NEW YORK (AP) -- Friends and supporters of Aaron Swartz planned to pay tribute Saturday to the free-information activist and online prodigy, who killed himself last week as he faced trial on hacking charges.
A hero to data-access advocates but a thief in the eyes of prosecutors, Swartz was to be remembered at a public memorial late Saturday afternoon. He was found dead Jan. 11 in a suicide that has intensified debate over how authorities should treat hackers whose goal is to expand public knowledge, not make personal profits.

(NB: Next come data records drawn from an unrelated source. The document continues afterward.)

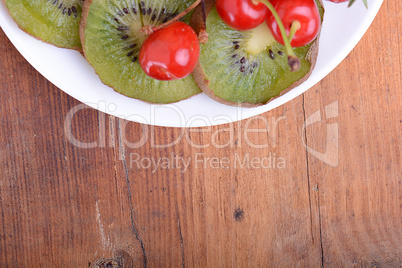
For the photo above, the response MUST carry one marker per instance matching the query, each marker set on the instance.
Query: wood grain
(62, 205)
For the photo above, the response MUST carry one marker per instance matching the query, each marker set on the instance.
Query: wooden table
(336, 203)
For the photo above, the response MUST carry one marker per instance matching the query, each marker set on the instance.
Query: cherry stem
(293, 60)
(148, 29)
(203, 35)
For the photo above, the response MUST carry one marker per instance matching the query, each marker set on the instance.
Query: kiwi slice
(111, 38)
(53, 21)
(248, 68)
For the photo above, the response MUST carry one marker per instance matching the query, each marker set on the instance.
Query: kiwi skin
(79, 49)
(203, 83)
(83, 25)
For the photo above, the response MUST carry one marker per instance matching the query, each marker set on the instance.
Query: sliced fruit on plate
(111, 36)
(53, 21)
(248, 68)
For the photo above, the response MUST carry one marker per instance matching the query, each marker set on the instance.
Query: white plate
(342, 29)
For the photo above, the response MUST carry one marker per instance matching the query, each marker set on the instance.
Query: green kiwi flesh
(248, 68)
(53, 21)
(111, 38)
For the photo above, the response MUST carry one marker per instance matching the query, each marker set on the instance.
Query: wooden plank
(65, 205)
(359, 200)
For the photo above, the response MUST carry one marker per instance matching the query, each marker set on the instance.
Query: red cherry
(241, 15)
(303, 11)
(170, 53)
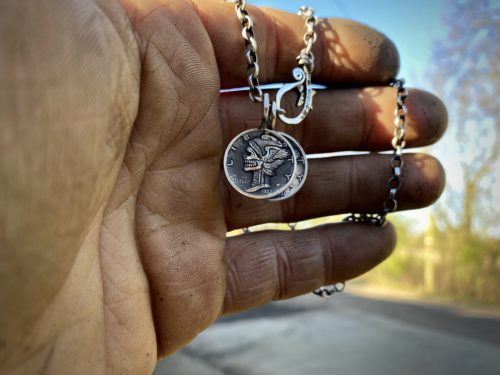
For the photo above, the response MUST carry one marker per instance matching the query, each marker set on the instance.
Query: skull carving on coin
(264, 156)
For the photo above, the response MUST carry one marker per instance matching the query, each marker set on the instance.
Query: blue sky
(413, 26)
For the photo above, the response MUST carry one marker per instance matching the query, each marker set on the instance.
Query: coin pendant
(260, 163)
(300, 175)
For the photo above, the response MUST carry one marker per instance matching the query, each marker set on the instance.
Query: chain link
(252, 59)
(396, 163)
(304, 59)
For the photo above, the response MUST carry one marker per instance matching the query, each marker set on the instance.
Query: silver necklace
(263, 163)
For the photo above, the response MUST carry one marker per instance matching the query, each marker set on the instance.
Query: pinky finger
(276, 265)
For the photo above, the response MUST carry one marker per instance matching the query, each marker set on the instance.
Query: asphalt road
(343, 335)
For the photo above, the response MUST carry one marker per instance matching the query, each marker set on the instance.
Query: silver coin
(300, 175)
(259, 163)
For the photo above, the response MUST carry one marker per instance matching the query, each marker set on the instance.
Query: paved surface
(343, 335)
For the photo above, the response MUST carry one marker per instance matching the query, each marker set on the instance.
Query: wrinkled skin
(114, 211)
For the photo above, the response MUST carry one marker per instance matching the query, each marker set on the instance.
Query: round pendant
(260, 163)
(300, 175)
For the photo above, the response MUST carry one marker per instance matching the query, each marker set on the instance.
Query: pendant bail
(269, 113)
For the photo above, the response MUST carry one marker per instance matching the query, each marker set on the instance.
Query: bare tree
(467, 76)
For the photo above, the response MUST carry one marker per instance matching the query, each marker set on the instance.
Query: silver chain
(305, 58)
(398, 144)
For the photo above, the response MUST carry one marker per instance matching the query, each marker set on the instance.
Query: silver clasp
(303, 85)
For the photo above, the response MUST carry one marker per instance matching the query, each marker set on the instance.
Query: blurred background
(434, 306)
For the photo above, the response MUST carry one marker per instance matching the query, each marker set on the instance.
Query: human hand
(114, 209)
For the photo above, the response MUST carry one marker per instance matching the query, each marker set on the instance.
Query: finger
(347, 119)
(346, 51)
(342, 185)
(281, 264)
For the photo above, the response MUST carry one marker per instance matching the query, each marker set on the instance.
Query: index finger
(346, 52)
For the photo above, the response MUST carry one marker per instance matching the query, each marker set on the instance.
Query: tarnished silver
(327, 291)
(267, 179)
(260, 163)
(396, 163)
(394, 183)
(302, 74)
(248, 35)
(306, 94)
(300, 175)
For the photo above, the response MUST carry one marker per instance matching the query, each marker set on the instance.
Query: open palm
(115, 252)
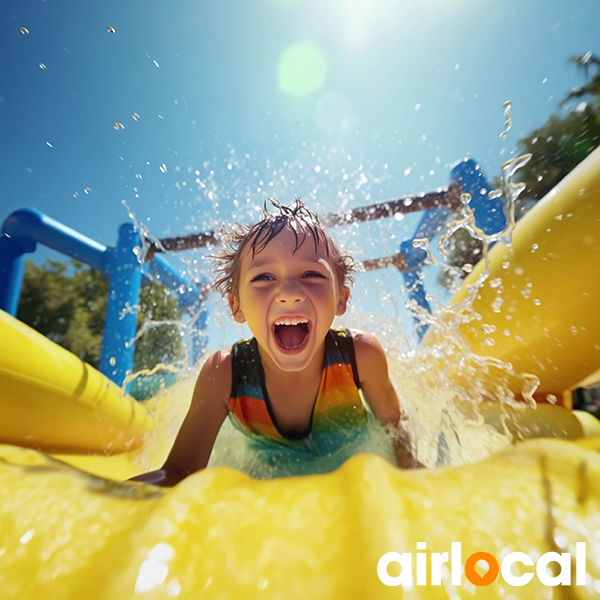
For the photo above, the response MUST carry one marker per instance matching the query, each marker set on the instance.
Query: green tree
(558, 146)
(67, 304)
(562, 143)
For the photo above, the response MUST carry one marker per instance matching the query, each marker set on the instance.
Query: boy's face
(289, 300)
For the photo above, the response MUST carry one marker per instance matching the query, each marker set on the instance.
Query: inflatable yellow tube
(51, 400)
(546, 323)
(219, 534)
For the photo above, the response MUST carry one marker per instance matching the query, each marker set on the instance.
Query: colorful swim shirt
(339, 418)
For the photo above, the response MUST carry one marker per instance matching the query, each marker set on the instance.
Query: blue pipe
(21, 232)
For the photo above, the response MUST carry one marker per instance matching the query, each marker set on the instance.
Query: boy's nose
(289, 292)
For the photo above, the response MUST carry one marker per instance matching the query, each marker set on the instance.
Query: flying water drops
(507, 119)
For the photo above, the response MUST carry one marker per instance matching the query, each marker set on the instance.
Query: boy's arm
(381, 395)
(205, 416)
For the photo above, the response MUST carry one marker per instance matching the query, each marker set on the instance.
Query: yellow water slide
(219, 534)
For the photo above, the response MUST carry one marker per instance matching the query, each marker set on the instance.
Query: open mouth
(291, 333)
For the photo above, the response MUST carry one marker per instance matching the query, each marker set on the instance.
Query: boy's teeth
(288, 321)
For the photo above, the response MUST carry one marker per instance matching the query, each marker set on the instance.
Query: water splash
(507, 119)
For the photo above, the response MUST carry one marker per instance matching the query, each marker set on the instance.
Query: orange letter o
(473, 576)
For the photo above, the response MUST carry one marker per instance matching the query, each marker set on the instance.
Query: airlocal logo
(405, 578)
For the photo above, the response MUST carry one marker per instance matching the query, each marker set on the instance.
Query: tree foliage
(67, 304)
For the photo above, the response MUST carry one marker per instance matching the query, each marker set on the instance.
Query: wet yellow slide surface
(219, 534)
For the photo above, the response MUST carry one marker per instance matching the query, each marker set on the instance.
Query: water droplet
(530, 384)
(507, 119)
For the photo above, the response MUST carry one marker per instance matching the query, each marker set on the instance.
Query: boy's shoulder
(216, 372)
(370, 355)
(365, 341)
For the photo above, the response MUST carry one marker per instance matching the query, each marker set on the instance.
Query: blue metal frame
(489, 216)
(27, 227)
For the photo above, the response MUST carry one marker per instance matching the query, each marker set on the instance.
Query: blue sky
(403, 89)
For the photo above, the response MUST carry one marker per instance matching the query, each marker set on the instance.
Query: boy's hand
(381, 395)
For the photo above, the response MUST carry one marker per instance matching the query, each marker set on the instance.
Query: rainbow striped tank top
(338, 412)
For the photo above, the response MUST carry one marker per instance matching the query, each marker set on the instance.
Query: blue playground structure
(126, 272)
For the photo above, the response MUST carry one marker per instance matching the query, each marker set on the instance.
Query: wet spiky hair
(301, 220)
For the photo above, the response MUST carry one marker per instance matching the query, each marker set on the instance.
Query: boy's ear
(234, 306)
(342, 300)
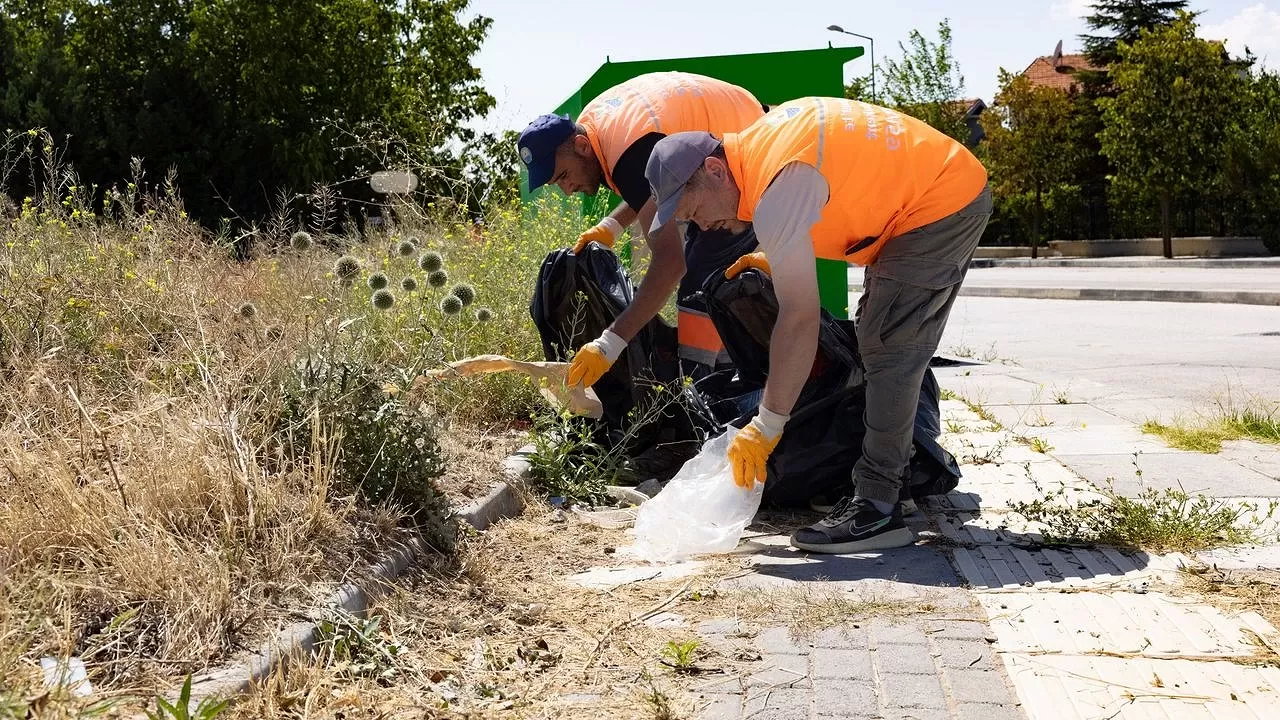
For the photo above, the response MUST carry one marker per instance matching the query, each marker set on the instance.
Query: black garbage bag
(824, 434)
(576, 299)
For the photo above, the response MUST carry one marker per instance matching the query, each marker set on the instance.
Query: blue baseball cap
(538, 144)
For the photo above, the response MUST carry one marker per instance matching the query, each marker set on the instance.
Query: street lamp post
(837, 28)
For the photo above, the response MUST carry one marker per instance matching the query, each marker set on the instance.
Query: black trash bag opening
(824, 434)
(576, 299)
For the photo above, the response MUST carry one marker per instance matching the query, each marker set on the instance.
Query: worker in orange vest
(609, 145)
(824, 182)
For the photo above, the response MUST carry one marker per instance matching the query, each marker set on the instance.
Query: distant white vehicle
(398, 182)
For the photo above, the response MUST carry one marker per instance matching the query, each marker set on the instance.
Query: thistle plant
(451, 305)
(383, 299)
(430, 261)
(464, 292)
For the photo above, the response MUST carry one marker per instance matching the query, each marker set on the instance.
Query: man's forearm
(624, 214)
(791, 350)
(666, 269)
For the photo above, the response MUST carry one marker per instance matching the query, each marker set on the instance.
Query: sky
(539, 51)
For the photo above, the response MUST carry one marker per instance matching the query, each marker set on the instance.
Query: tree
(1125, 19)
(1029, 145)
(245, 98)
(1175, 105)
(927, 83)
(860, 89)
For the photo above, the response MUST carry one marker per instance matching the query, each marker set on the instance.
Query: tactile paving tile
(991, 566)
(1054, 687)
(1093, 623)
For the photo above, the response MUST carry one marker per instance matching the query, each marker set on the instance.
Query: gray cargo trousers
(908, 294)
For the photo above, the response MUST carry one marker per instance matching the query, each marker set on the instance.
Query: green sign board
(772, 77)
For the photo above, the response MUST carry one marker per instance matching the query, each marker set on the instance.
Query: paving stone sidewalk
(993, 624)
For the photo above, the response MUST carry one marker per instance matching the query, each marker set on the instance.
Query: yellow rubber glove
(594, 359)
(606, 232)
(752, 447)
(749, 260)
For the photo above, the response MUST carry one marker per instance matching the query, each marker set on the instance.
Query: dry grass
(149, 523)
(1240, 591)
(1207, 434)
(506, 636)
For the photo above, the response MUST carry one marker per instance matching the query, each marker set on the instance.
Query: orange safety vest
(887, 174)
(670, 103)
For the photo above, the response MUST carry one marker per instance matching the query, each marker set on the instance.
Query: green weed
(1156, 520)
(1210, 434)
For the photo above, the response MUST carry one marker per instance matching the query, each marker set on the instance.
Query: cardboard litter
(549, 377)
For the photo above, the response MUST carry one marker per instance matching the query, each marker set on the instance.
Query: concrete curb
(300, 638)
(1128, 295)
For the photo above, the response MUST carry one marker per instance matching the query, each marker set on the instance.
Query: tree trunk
(1165, 223)
(1036, 220)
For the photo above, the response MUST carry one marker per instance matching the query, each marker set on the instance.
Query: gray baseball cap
(673, 160)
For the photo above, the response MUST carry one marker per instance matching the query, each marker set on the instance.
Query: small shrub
(387, 443)
(1157, 520)
(357, 647)
(208, 709)
(681, 656)
(568, 460)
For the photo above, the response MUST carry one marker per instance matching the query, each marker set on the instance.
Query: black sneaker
(854, 525)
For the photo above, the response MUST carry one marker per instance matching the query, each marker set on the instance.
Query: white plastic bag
(699, 511)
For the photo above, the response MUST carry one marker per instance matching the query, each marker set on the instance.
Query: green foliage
(860, 89)
(1208, 436)
(1175, 105)
(376, 440)
(1031, 147)
(242, 95)
(1155, 520)
(681, 655)
(208, 709)
(927, 83)
(570, 461)
(1124, 22)
(357, 647)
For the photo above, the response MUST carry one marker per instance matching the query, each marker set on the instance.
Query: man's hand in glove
(606, 232)
(594, 359)
(753, 445)
(749, 260)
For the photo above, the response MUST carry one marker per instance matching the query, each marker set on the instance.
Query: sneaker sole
(900, 537)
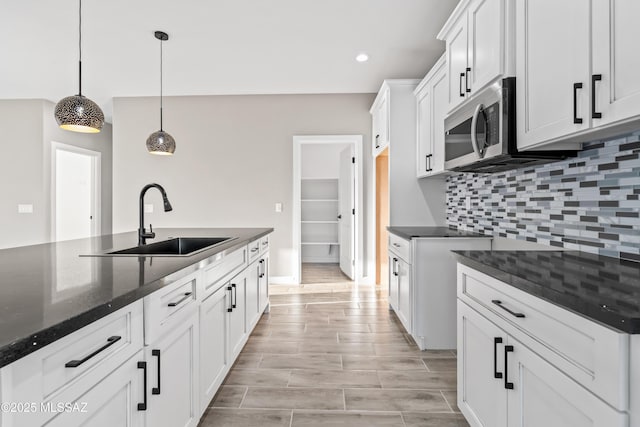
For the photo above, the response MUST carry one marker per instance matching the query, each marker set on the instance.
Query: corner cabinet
(431, 109)
(575, 69)
(524, 362)
(390, 112)
(479, 50)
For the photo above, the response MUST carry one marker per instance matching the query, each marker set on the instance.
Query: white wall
(233, 159)
(28, 128)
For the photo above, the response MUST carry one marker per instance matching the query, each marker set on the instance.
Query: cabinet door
(173, 381)
(424, 131)
(214, 361)
(404, 294)
(486, 42)
(439, 90)
(544, 396)
(393, 281)
(237, 323)
(252, 309)
(615, 59)
(552, 55)
(457, 63)
(112, 402)
(481, 396)
(263, 290)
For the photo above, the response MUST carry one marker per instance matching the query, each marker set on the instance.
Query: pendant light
(160, 142)
(78, 113)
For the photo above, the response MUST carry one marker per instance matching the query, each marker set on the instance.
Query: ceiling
(215, 46)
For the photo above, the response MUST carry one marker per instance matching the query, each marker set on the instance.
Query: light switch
(25, 208)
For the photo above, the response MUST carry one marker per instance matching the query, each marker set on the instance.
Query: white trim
(356, 141)
(96, 194)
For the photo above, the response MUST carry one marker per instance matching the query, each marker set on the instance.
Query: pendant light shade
(78, 113)
(160, 142)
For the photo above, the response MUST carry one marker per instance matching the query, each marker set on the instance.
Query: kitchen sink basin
(179, 246)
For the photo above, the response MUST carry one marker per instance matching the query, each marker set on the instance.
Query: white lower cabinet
(503, 382)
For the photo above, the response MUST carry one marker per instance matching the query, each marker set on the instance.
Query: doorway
(327, 219)
(75, 195)
(382, 216)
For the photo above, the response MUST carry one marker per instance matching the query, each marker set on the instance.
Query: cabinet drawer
(166, 307)
(74, 364)
(254, 250)
(400, 246)
(222, 268)
(593, 355)
(264, 244)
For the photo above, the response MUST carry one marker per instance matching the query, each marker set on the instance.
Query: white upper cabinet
(576, 70)
(478, 39)
(615, 60)
(552, 63)
(431, 108)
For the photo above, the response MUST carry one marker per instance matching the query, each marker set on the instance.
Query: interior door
(346, 210)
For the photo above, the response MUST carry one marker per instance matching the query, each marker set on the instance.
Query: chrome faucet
(143, 235)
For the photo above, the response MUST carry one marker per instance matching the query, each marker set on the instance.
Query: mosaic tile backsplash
(587, 203)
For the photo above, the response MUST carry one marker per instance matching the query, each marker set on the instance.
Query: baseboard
(282, 280)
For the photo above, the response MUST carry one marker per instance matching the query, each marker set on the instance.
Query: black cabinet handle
(184, 298)
(234, 295)
(143, 406)
(496, 341)
(513, 313)
(507, 349)
(156, 390)
(577, 120)
(466, 80)
(594, 78)
(110, 341)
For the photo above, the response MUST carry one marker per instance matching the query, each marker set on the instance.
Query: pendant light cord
(160, 85)
(80, 48)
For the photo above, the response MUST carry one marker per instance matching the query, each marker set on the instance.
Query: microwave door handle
(474, 137)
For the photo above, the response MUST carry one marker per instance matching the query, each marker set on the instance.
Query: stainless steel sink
(179, 246)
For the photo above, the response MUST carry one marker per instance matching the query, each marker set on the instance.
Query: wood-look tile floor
(335, 359)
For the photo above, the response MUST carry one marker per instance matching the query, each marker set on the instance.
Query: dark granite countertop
(431, 232)
(602, 289)
(48, 291)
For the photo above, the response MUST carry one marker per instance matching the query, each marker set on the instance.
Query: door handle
(143, 406)
(507, 349)
(577, 120)
(496, 341)
(184, 298)
(466, 80)
(110, 341)
(513, 313)
(156, 390)
(594, 114)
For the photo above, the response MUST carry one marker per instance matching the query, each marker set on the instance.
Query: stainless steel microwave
(481, 136)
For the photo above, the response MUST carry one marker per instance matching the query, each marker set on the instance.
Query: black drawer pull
(110, 341)
(507, 349)
(156, 390)
(513, 313)
(143, 406)
(184, 298)
(594, 78)
(496, 341)
(577, 120)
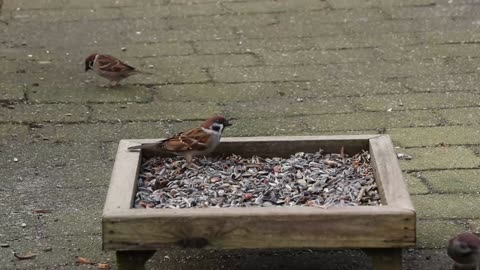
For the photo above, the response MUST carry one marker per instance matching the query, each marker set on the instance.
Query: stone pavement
(282, 67)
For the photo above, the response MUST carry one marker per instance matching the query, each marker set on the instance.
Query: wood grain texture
(348, 227)
(387, 226)
(283, 146)
(122, 188)
(387, 173)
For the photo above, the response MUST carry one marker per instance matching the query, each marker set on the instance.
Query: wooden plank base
(133, 260)
(385, 258)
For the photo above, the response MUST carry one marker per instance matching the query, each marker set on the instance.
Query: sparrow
(195, 142)
(110, 67)
(464, 249)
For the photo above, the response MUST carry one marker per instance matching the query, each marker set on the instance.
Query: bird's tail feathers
(143, 72)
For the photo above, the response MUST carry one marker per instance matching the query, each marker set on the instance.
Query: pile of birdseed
(303, 179)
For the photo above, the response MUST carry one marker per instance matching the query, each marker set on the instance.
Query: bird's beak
(227, 124)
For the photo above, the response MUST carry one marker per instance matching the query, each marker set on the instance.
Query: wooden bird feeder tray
(382, 231)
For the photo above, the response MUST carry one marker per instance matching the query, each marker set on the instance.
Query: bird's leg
(190, 163)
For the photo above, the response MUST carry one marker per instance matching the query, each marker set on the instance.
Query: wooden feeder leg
(133, 260)
(385, 258)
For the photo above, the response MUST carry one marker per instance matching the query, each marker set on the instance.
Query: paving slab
(454, 181)
(436, 136)
(461, 115)
(371, 120)
(447, 206)
(24, 113)
(439, 158)
(436, 233)
(155, 111)
(415, 185)
(421, 101)
(101, 132)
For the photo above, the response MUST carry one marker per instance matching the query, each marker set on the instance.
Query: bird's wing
(112, 64)
(195, 139)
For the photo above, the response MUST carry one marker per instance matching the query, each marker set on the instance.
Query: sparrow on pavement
(195, 142)
(110, 68)
(464, 249)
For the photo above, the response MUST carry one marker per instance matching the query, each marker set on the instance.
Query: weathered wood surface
(362, 226)
(122, 188)
(276, 227)
(388, 175)
(285, 145)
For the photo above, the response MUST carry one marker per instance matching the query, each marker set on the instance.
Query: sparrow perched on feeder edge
(110, 68)
(195, 142)
(464, 249)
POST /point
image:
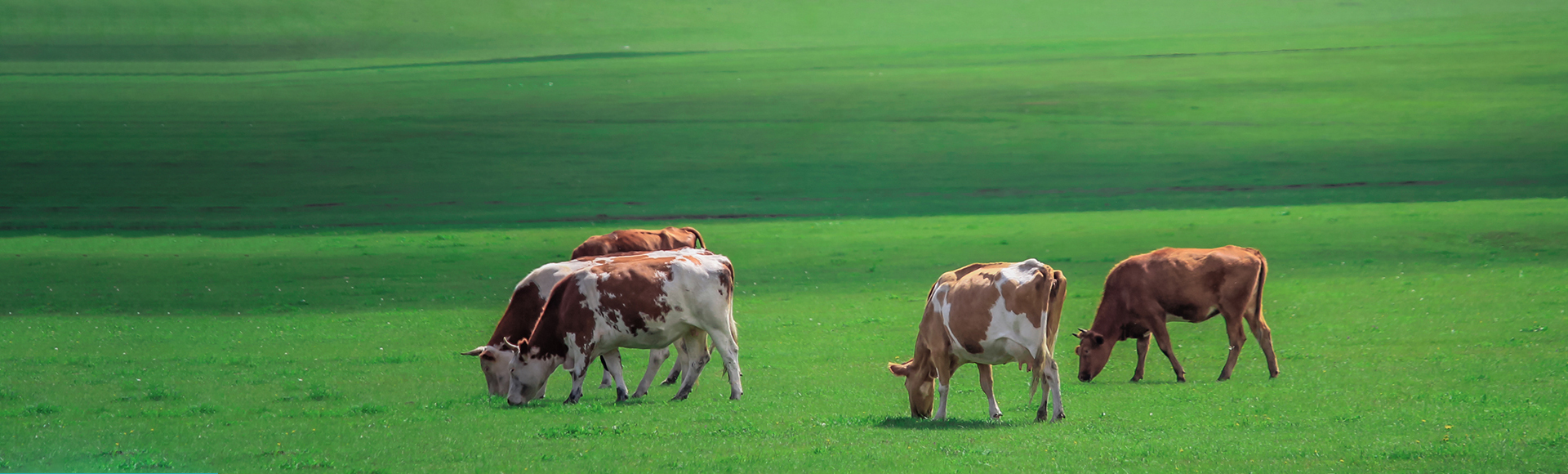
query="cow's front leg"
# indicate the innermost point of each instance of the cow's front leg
(1233, 327)
(693, 347)
(656, 358)
(606, 380)
(942, 377)
(679, 364)
(985, 387)
(612, 363)
(1143, 354)
(1164, 339)
(579, 373)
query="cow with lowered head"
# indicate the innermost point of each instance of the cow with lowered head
(1186, 284)
(988, 315)
(637, 300)
(639, 240)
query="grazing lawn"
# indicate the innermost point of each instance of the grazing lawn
(255, 235)
(339, 349)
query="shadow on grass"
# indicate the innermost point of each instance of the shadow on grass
(903, 423)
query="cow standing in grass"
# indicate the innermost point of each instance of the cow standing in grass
(988, 315)
(1189, 284)
(523, 315)
(639, 300)
(639, 240)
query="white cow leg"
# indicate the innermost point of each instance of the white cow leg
(656, 358)
(731, 354)
(612, 364)
(579, 373)
(679, 364)
(608, 380)
(990, 395)
(1053, 377)
(693, 347)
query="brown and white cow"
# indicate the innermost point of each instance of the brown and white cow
(644, 302)
(1189, 284)
(988, 315)
(639, 240)
(523, 311)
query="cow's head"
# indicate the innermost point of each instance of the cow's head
(1094, 352)
(921, 383)
(530, 373)
(496, 361)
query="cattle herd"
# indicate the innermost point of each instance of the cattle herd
(653, 289)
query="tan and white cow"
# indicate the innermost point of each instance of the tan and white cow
(988, 315)
(642, 302)
(523, 311)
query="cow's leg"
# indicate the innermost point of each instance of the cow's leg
(1053, 378)
(679, 364)
(985, 387)
(729, 352)
(1143, 354)
(1233, 327)
(656, 358)
(693, 347)
(579, 373)
(944, 374)
(1266, 341)
(612, 364)
(1164, 339)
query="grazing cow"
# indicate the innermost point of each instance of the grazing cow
(1192, 284)
(639, 240)
(644, 302)
(523, 313)
(988, 315)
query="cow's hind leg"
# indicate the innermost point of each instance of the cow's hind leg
(612, 363)
(608, 380)
(693, 347)
(1233, 329)
(1164, 339)
(729, 352)
(656, 358)
(985, 387)
(1266, 341)
(1143, 354)
(679, 364)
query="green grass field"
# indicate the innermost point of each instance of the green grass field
(253, 236)
(274, 352)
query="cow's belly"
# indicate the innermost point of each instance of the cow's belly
(991, 352)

Swartz, 26, hanged himself in his apartment the month before he was to go on trial in Boston. Federal prosecutors accused him of breaking into a computer wiring closet at the Massachusetts Institute of Technology in 2010 and tapping into the university's computer network to get millions of paid-access scholarly articles, which he planned to make available for free.
Whatever he aimed to do with the data, "stealing is stealing, whether you use a computer command or a crowbar," Boston U.S. Attorney Carmen Ortiz said before Swartz' death.
But his family, admirers and some legal experts blasted the case as overreaching that drove Swartz to his death. His father, Robert Swartz, has said his son "was killed by the government."
The digital archive that holds the articles, JSTOR, has said it regretted being drawn into the criminal case and didn't pursue any claims against Swartz after he returned the data in 2011. Days before his death, the nonprofit JSTOR announced that it planned to make more than 4.5 million articles available for free.
Swartz had pleaded not guilty to some 13 felony charges. They carried the potential for decades in prison and enormous fines, though prosecutors have said they never intended to seek the maximum penalties.
A shaken Ortiz said this week she was "terribly upset about what happened," appearing near tears at one point as she spoke about the case. But she said her office handled it fairly and appropriately.
Swartz was a young teenager when he helped create RSS, technology for gathering updates from blogs, news sites and elsewhere on the Web. He later co-founded the social news site Reddit and Demand Progress, a group that campaigns against online censorship.